13th Nov 2014 07:20
LONDON (Alliance News) - Brewing giant SABMiller PLC Thursday reported higher first-half profit and revenue, driven by growth in Africa and Latin America, notably for soft drinks, but held back by weaker sales in China and Australia.
The company reported a pretax profit of USD2.83 billion for the six months to end-September, up from USD2.43 billion a year earlier, as revenue grew to USD11.37 billion, from USD11.10 billion, and the company made cost savings.
It said total beverage volumes were up 1% on an organic basis, as 9% growth in soft drinks sales, driven by Africa, Latin America and Europe, offset a 1% decline in lager volumes.
"We continued to grow earnings in the first half with challenging trading conditions mitigated by ongoing efficiencies.
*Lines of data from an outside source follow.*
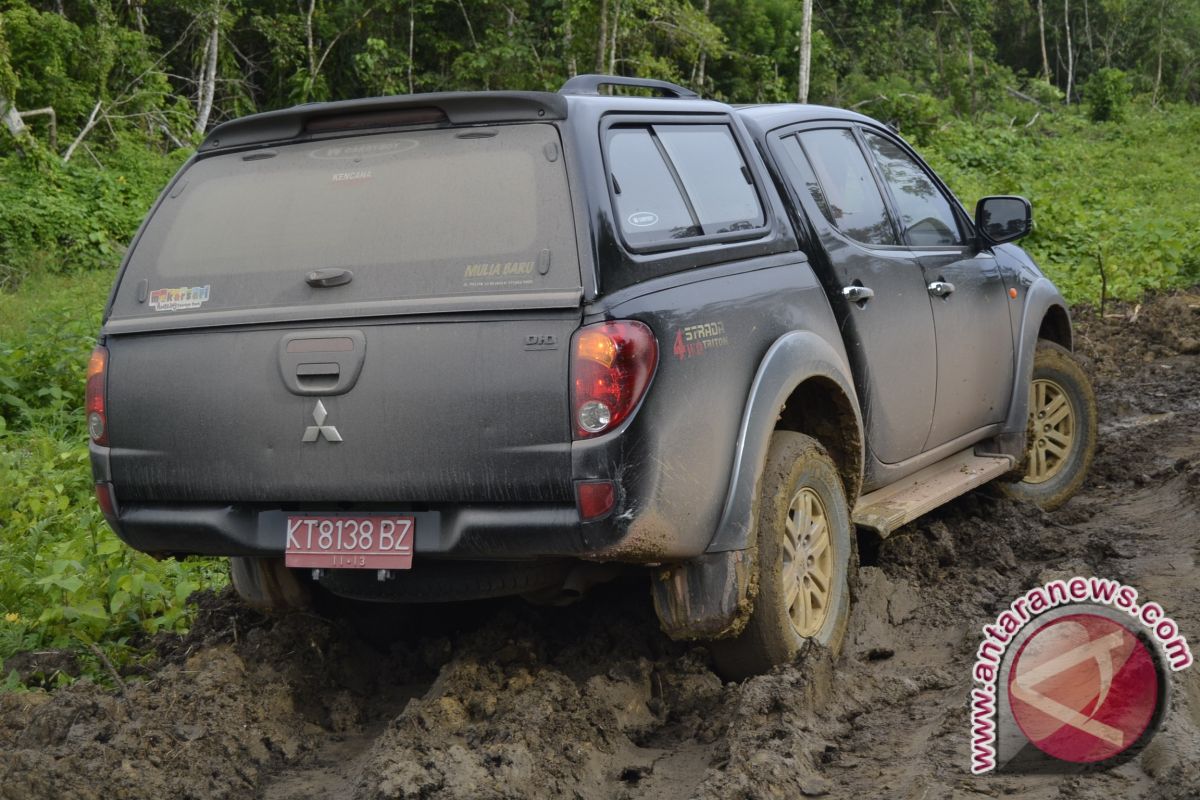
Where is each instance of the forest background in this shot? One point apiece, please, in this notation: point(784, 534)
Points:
point(1086, 107)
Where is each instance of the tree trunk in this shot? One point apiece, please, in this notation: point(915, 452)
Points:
point(1071, 53)
point(573, 67)
point(603, 41)
point(1042, 37)
point(1158, 72)
point(1087, 28)
point(703, 54)
point(209, 74)
point(612, 49)
point(804, 78)
point(412, 30)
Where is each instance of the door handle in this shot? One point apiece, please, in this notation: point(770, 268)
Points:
point(330, 277)
point(857, 294)
point(941, 288)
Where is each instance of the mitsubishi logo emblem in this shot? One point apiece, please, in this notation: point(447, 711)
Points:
point(315, 432)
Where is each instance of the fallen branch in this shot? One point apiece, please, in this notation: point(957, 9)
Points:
point(54, 122)
point(87, 128)
point(108, 666)
point(1021, 95)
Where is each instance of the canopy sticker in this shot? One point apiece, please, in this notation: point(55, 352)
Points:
point(180, 299)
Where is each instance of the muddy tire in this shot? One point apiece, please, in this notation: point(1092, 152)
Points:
point(805, 552)
point(265, 584)
point(1062, 429)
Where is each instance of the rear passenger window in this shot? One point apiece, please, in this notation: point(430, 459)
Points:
point(925, 215)
point(681, 181)
point(853, 203)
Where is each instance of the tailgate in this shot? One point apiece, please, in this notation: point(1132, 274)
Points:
point(465, 409)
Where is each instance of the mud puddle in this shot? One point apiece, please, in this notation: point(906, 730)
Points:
point(589, 702)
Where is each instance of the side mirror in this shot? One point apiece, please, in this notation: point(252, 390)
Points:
point(1002, 218)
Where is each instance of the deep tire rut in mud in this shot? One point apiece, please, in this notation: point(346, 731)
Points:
point(502, 699)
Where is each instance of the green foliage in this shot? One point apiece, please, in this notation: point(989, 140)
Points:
point(1107, 94)
point(67, 581)
point(1127, 194)
point(76, 216)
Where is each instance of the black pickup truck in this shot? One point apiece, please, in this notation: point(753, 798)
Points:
point(471, 344)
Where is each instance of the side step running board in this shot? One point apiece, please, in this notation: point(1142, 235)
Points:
point(887, 509)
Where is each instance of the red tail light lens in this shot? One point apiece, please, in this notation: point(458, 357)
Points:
point(97, 379)
point(612, 365)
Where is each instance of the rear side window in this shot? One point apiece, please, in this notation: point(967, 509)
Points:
point(678, 182)
point(420, 214)
point(853, 203)
point(925, 215)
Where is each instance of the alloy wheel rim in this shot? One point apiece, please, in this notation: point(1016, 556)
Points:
point(808, 563)
point(1053, 431)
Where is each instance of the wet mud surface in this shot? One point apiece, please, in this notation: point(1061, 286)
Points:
point(503, 699)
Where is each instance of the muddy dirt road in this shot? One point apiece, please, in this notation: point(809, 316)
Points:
point(508, 701)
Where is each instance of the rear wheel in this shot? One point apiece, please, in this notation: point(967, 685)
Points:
point(804, 555)
point(265, 584)
point(1062, 429)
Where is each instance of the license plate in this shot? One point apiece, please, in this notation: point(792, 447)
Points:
point(345, 542)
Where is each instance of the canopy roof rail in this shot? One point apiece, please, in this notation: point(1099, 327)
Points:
point(591, 85)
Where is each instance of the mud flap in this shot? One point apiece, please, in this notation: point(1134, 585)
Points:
point(708, 597)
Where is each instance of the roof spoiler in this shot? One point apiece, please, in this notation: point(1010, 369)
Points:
point(591, 85)
point(455, 108)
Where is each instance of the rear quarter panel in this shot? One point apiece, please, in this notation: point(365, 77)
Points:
point(673, 458)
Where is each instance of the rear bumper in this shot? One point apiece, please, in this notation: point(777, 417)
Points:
point(478, 531)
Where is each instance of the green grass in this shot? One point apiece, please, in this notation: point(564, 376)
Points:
point(67, 581)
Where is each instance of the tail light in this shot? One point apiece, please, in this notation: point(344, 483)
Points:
point(97, 380)
point(612, 365)
point(594, 499)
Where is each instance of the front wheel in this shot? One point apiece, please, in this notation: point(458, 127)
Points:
point(804, 557)
point(1062, 429)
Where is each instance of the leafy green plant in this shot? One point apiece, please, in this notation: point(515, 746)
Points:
point(1107, 94)
point(69, 582)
Group net producer revenue was driven by lager growth in Africa and Latin America and strong performance in our soft drinks businesses in Africa, Latin America and Europe. Lower lager sales in parts of Europe and Asia Pacific resulted in a small group EBITA margin decline during the half year," Chief Executive Alan Clark said in a statement.
"We are well-placed to capture future top line growth opportunities in both emerging and developed markets and are making good initial progress on our plan to realise US$500 million from operational efficiencies and cost savings," he added.
SABMiller raised its interim dividend to 26.0 US cents, from 25.0 cents.